Жалкие, забитые, заклеванные чиновники-писцы, изможденные в работе, как пареные груши, получавшие жалованья почти сплошь по 16 руб. 25 коп. в месяц, шептались в департаментах:
– Пушкин – первейший вольнодумец и великий сочинитель. Про начальство он может пустить такие стишки-с, что страшно станется. Отменная, храбрейшая личность. Большой человек. Говорят, государю прямо сказал: не могу я вам, ваше величество, по совести своей руки подать, не могу-с. Так и не подал, хе-хе-хе.
Интеллигенция бегала по книжным лавкам, жадно спрашивая последние сочинения Пушкина. Ученые трактовали о высоком значении поэзии Пушкина. Дети спрашивали родителей: кто такой Пушкин?
Духовенство, вознося со слезами умиления многолетие благочестивейшему, самодержавнейшему новому царю-батюшке, откровенно поносило перед молящимися в проповедях поэта:
– Православные христиане, подумайте: какова же доброта и милость высочайшая, если государь, помазанник Божий, решился помиловать сочинителя Пушкина, известного крамольника, богоотступника, богохульника, насмешника над святынями религии. Не читайте вы, православные христиане, мерзких книг этого отродия дьявола.
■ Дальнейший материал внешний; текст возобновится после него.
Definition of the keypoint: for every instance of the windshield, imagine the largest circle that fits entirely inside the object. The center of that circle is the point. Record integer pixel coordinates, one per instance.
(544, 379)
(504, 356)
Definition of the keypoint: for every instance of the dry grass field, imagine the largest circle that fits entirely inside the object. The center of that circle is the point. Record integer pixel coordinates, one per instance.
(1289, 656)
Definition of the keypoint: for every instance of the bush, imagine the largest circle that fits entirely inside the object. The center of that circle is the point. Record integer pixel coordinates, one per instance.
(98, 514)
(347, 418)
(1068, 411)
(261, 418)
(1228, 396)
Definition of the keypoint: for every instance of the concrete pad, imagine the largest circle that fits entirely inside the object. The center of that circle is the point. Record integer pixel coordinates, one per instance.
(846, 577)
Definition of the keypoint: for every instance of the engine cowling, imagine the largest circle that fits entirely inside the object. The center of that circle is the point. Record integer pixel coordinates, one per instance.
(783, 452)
Помещики, генералы, князья в большинстве своем брюзгливо говорили:
– Государь император слишком добр. Это невозможно. Пушкина следовало не миловать, а просто сослать в Сибирь, к друзьям, – туда ему дорога.
Одна толстая в буклях барыня, на шесть пудов, рассказывала за шоколадом другой пятипудовой барыне:
– Говорят, когда на высочайшей аудиенции государь император в знак милости подал Пушкину один палец, растерявшийся щелкопер так обрадовался, что протянул государю две руки и присел от счастья.
Генерал, на улице встречая знакомых генералов, сообщил:
– Слыхали, ваше превосходительство? Говорят, у бедного Пушкина страшно болит шея, – так ему трудно было смотреть в глаза стоявшего перед ним великана императора. Комическая аудиенция, ха-ха!
Всюду, на всех углах улиц, в каждом доме так или иначе говорили о Пушкине, интересуясь каждой мелочью его короткой, но бурной жизни: громкая личность звучала грандиозным оркестром увлекающих, пестрых сочетаний – каждый слышал то, что хотел, искал и желал.